To maximize muscle development, he talked about developing a strong "mind-muscle connection" where he'd visualize the muscle being trained and feel it working through a complete range of motion during each rep. While it may sound hokey, research shows that the mind-muscle connection can significantly improve muscle recruitment.

The Study

Researchers had a group of subjects perform two sets of lat pulldowns with only basic instruction. Then, after a period of rest, the subjects performed a couple of additional sets, only this time they received instruction on how to emphasize the latissimus dorsi while de-emphasizing the biceps.

The results? Muscle activity in the lats, as measured by EMG, was significantly increased in sets performed with a mind-muscle connection. In other words, simply concentrating on the target musculature resulted in greater activation of this muscle.

How to Develop It

Here's how to apply the technique for optimal effect. Rather than thinking about where you feel a muscular stimulus, think about where you're SUPPOSED to feel the stimulus. In the example of the lat pulldown, you must focus on pulling the weight down using only the muscles in your back. Continue with this thought process until you reach the bottom phase of the movement and then squeeze your shoulder blades together, feeling a distinct contraction in your lats.

On the eccentric (negative) portion of the rep, force your lats to resist the gravitational force of the weight so that the muscles lengthen in a controlled fashion. When you approach the starting point of the exercise, you should feel a complete stretch in the lats, and, without hesitation, proceed to the next rep by repeating the process. Keeping your mental focus channeled in this manner will direct the majority of stress to the target muscles of your back, thereby maximizing stimulation.

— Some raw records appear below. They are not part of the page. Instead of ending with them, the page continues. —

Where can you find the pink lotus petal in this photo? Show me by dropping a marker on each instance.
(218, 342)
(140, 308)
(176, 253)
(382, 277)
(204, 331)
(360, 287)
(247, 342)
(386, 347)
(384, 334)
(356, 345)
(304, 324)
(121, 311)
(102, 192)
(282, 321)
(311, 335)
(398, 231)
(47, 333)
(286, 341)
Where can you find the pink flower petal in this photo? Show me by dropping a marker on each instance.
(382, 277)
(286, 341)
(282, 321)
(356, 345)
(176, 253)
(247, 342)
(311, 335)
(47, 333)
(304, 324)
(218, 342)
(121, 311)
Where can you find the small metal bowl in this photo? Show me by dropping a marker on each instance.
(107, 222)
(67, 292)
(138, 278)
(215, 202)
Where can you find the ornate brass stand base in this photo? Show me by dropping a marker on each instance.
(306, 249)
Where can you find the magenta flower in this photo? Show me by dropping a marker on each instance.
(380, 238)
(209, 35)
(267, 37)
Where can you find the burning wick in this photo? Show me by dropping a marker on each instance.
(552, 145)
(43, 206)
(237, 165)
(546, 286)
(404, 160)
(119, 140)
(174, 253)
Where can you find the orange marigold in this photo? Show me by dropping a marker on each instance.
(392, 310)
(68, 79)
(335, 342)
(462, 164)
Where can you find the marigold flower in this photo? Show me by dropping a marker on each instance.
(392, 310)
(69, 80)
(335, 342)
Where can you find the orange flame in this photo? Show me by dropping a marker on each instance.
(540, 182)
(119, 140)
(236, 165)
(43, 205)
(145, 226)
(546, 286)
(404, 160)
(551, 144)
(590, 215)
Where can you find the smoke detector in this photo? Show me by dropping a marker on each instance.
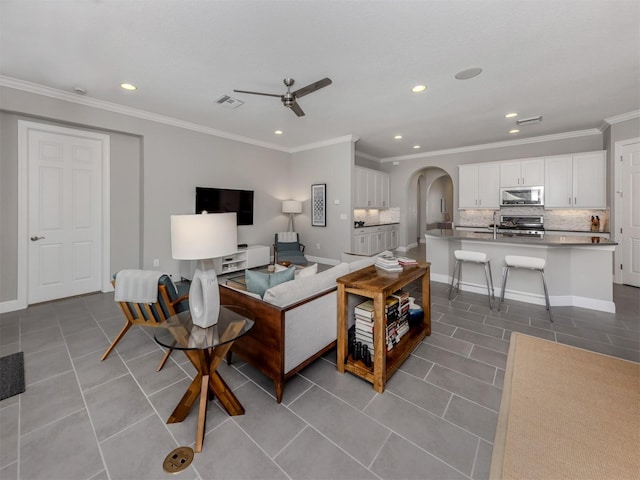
(529, 121)
(228, 101)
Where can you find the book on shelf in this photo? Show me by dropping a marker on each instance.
(407, 261)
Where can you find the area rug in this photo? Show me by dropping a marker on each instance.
(567, 413)
(11, 375)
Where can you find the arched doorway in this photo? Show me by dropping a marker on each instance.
(431, 199)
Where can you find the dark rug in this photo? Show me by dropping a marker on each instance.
(11, 375)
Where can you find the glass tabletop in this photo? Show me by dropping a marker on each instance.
(180, 333)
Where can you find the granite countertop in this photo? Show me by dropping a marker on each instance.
(549, 240)
(377, 225)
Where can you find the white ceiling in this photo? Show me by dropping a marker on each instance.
(573, 62)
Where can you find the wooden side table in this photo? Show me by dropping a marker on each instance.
(377, 284)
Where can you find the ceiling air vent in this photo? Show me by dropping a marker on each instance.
(228, 102)
(529, 121)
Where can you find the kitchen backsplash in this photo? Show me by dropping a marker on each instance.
(373, 216)
(574, 220)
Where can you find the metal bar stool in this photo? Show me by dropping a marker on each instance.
(530, 263)
(473, 257)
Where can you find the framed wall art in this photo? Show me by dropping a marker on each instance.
(319, 205)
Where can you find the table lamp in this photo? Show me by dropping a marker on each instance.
(204, 237)
(291, 207)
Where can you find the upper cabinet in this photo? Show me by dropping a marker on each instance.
(479, 186)
(576, 181)
(528, 172)
(371, 188)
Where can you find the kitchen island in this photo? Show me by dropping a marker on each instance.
(579, 270)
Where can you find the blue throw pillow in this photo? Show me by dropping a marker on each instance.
(284, 246)
(260, 282)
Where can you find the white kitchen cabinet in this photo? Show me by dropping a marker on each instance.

Multiple studies have emerged for other muscle groups such as the abs and glutes, all showing the same thing – concentrated effort increases neural activation to the intended musculature. Don't get discouraged if it takes longer to develop a mental link with certain muscles than others. It's generally easier to mentally connect with the muscles of the arms and legs than it is with those of the torso. With practice and patience, you'll develop a connection with all the muscles in your body.